Abstract

Over the past two decades, video-assisted thoracoscopic blebectomy and pleurodesis have been used as a safe and reliable option for treatment of spontaneous pneumothorax. The aim of this study is to evaluate the long-term outcome of video-assisted thoracoscopic surgery (VATS) treatment of spontaneous pneumothorax in young patients, and to identify risk factors for postoperative recurrence. We retrospectively analysed the outcome of VATS treatment of spontaneous pneumothorax in our institution in 150 consecutive young patients (age ≤ 40 years) in the years 1997-2010. Treatment consisted of stapling blebectomy and partial parietal pleurectomy.

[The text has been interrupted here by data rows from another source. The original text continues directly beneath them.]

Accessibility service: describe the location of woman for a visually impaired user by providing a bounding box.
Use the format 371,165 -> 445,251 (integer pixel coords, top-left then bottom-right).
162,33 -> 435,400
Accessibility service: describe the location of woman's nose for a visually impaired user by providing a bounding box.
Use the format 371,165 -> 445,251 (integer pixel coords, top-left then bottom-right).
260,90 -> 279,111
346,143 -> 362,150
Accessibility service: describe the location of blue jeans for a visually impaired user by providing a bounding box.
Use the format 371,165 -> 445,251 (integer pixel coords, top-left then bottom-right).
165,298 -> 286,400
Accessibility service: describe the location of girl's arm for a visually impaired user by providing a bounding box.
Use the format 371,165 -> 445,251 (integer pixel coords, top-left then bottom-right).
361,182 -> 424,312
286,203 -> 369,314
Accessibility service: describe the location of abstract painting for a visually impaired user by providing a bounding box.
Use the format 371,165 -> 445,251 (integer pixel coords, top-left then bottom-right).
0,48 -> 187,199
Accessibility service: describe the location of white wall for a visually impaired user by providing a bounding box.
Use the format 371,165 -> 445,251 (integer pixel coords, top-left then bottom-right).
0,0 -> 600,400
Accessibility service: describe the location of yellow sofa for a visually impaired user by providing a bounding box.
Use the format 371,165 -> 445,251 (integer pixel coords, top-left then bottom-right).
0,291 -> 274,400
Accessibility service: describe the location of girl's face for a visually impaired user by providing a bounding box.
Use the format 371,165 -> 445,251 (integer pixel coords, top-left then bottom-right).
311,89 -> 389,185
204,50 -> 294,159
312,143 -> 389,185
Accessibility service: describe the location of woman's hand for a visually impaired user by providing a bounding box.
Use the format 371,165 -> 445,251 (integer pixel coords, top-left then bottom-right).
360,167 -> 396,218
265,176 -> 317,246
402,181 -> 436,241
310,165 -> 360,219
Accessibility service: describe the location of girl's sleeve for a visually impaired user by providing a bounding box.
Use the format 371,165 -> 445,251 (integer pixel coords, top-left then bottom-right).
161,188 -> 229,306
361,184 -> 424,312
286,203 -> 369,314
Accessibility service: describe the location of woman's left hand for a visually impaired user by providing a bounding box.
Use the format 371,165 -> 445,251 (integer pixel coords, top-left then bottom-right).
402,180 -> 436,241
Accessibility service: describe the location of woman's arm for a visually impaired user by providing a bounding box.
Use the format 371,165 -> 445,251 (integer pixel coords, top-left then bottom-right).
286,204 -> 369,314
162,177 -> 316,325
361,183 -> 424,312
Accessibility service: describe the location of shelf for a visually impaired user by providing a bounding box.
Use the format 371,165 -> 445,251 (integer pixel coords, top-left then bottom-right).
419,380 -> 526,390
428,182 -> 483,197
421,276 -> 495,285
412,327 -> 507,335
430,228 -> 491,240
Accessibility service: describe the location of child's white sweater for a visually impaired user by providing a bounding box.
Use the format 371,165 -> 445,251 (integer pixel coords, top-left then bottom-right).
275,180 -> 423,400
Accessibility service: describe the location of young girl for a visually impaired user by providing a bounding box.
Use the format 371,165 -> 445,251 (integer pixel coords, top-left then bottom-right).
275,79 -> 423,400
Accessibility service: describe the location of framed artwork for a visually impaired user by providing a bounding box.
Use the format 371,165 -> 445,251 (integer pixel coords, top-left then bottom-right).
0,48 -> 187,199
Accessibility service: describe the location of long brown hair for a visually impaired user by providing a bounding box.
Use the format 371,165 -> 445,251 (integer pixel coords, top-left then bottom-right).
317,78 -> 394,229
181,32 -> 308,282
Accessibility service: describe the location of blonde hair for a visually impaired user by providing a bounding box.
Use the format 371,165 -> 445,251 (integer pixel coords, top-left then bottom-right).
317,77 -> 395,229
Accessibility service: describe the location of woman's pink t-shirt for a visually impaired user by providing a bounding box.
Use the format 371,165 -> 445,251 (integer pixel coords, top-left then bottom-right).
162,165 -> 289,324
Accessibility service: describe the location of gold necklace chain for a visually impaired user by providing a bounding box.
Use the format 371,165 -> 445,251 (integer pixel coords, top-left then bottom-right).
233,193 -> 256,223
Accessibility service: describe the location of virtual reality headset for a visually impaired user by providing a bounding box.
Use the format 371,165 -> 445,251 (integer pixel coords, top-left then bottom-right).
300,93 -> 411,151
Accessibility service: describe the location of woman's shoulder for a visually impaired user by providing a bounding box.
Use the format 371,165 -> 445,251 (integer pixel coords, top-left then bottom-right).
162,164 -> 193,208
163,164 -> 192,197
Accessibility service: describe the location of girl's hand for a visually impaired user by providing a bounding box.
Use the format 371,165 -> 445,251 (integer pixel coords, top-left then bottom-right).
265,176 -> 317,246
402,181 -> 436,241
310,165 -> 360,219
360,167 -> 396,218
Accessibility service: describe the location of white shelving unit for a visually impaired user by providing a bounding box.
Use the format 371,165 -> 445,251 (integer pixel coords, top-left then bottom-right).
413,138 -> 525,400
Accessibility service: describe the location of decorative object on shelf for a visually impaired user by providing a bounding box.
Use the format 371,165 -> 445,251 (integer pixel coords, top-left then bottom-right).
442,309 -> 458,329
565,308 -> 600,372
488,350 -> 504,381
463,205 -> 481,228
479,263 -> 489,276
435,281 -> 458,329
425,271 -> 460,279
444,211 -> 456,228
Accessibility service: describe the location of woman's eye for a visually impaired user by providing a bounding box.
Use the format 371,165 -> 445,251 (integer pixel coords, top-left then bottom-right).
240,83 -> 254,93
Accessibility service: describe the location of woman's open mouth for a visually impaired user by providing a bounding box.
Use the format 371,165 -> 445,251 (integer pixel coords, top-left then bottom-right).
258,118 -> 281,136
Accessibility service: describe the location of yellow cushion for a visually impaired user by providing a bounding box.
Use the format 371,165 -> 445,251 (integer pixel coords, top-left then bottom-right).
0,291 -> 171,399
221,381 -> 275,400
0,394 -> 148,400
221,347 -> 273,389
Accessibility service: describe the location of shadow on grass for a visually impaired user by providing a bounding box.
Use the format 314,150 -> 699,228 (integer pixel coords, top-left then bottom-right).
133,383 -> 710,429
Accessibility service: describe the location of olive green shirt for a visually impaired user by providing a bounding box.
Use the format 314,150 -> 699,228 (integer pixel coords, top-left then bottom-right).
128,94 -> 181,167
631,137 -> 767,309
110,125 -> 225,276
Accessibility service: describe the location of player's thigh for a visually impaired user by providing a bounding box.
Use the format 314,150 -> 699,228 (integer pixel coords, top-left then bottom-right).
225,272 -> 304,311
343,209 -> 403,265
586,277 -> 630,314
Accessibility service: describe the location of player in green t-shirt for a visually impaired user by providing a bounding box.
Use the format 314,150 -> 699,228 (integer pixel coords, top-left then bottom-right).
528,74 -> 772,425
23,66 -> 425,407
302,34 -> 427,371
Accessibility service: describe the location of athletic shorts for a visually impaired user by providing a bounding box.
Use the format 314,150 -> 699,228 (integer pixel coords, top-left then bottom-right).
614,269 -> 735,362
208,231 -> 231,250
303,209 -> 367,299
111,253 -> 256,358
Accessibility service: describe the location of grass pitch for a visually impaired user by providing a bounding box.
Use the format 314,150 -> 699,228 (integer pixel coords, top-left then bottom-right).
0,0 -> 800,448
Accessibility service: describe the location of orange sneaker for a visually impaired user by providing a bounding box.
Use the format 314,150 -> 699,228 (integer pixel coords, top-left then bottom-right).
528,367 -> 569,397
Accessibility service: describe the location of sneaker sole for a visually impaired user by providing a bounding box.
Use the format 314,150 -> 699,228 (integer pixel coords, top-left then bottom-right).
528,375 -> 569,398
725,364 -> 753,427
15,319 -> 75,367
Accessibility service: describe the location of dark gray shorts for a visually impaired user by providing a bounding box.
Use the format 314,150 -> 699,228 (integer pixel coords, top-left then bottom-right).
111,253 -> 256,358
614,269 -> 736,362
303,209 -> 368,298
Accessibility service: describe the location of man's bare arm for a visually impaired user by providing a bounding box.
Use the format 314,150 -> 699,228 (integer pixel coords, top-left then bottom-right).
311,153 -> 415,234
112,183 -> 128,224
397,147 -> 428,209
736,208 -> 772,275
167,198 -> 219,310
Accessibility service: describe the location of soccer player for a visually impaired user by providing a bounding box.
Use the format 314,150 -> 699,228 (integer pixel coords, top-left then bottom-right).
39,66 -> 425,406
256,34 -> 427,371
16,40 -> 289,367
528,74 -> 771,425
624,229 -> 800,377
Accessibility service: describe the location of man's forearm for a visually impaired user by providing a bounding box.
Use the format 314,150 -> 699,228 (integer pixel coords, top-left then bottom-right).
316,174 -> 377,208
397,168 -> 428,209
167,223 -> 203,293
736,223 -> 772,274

After excluding 16 patients lost to follow-up, in 134 cases [110 men, 24 women; mean age, 25 ± 7 standard deviation years; median follow-up, 79 months (range: 36-187 months)], we evaluated postoperative complications, focusing on pneumothorax recurrence, thoracic dysaesthesia and chronic chest pain. Risk factors for postoperative pneumothorax recurrence were analysed by logistic regression. Of 134 treated patients, 3 (2.2%) required early reoperation (2 for bleeding; 1 for persistent air leaks). Postoperative (90-day) mortality was nil. Ipsilateral pneumothorax recurred in 8 cases (6.0%) [median time of recurrence, 43 months (range: 1-71 months)]. At univariate analysis, the recurrence rate was significantly higher in women (4/24) than in men (4/110; P = 0.026) and in patients with >7-day postoperative air leaks (P = 0.021). Multivariate analysis confirmed that pneumothorax recurrence correlated independently with prolonged air leaks (P = 0.037) and with female gender (P = 0.045). Chronic chest wall dysaesthesia was reported by 13 patients (9.7%). In 3 patients, (2.2%) chronic thoracic pain (analogical score >4) was recorded, but only 1 patient required analgesics more than once a month. VATS blebectomy and parietal pleurectomy is a safe procedure for treatment of spontaneous pneumothorax in young patients, with a 6% long-term recurrence rate in our experience. Postoperative recurrence significantly correlates with female gender and with prolonged air leakage after surgery.